L’euribor continua a scendere e i mutui a tasso variabile diventano sempre più appetibili ma gli esperti mettono in guardia: il rischio è che si ripresenti lo scenario del 2008, quando i tassi balzarono al 5%, mettendo in difficoltà migliaia di famiglie italiane. Per chi comunque è proiettato sul variabile, si consiglia di calcolare la rata teorica raggiungibile con un aumento nell’ordine del 40-50% (cioè i rincari registrati nell’ottobre 2008) per valutare se il nuovo importo sia comunque sostenibile; in caso contrario, il mercato offre una serie di alternative che permettono comunque di sfruttare i vantaggi dei tassi bassi.
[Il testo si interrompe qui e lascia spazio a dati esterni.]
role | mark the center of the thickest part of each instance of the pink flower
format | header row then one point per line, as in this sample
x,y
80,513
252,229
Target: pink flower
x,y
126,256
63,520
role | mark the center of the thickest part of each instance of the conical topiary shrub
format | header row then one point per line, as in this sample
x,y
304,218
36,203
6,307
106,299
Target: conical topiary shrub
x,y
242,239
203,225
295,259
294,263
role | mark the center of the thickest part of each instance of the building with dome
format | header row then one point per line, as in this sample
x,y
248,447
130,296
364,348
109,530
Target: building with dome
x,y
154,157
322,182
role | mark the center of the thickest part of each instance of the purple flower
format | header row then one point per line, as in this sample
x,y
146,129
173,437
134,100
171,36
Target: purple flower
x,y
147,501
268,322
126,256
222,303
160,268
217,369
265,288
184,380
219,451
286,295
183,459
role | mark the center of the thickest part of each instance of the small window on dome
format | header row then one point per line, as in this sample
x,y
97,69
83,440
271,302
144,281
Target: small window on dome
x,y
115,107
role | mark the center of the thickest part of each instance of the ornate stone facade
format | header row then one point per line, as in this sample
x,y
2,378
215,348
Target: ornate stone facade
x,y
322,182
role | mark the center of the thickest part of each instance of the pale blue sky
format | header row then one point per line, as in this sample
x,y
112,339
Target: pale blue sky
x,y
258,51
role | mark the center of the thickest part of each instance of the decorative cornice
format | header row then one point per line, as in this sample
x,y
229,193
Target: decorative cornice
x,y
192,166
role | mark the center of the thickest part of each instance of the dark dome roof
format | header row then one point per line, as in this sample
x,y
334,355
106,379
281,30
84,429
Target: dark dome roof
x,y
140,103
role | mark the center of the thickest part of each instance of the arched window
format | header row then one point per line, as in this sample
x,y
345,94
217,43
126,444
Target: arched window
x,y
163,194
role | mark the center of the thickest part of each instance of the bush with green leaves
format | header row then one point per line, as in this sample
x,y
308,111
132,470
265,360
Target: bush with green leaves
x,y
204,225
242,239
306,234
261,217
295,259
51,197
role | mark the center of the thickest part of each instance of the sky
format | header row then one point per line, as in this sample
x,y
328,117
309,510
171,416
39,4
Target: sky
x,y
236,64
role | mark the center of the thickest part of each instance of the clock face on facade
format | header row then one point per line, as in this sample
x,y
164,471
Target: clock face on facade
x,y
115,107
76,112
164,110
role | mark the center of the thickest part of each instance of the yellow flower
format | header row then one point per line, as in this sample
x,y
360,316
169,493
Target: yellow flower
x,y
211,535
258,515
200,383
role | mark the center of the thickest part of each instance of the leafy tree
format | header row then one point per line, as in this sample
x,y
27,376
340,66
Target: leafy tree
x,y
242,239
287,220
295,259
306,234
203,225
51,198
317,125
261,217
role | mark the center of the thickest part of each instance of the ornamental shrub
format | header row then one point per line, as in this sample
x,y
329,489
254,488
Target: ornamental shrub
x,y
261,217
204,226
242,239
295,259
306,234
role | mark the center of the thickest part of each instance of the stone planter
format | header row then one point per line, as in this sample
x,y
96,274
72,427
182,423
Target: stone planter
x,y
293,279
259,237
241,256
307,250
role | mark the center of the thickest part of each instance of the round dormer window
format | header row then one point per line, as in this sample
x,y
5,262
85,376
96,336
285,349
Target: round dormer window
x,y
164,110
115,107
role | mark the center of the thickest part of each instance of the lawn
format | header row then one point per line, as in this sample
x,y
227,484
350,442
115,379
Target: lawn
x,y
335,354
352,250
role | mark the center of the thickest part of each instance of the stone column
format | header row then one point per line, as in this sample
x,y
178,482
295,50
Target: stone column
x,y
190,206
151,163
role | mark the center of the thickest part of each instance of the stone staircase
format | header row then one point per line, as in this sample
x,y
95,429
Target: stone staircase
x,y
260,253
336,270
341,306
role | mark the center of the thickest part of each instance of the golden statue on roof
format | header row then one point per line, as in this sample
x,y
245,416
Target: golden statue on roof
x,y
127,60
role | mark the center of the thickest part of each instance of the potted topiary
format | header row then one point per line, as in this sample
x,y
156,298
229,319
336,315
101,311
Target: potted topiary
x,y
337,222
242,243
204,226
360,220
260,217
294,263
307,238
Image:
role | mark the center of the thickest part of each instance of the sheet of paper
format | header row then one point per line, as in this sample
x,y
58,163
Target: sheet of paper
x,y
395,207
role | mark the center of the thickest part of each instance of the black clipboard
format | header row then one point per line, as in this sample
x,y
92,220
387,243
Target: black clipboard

I mutui col cap, ad esempio, fissano un tetto massimo oltre il quale la rata non può salire. Una soluzione interessante, a patto però che il tetto non sia elevato, non sia lontano dagli attuali tassi fissi e lo spread applicato non superi di alcuni decimi quello offerto dai variabili tradizionali. Nel mutuo a rata costante, invece, a variare è la durata, ma non ha senso sottoscriverlo ora, con i tassi ai minimi. E’ anche possibile partire con un variabile e riservarsi il diritto di passare al fisso nel caso in cui i tassi ricomincino a salire; in questo caso, bisogna però essere consapevole che tra qualche mese o tra qualche anno anche i tassi fissi potrebbero essere aumentati.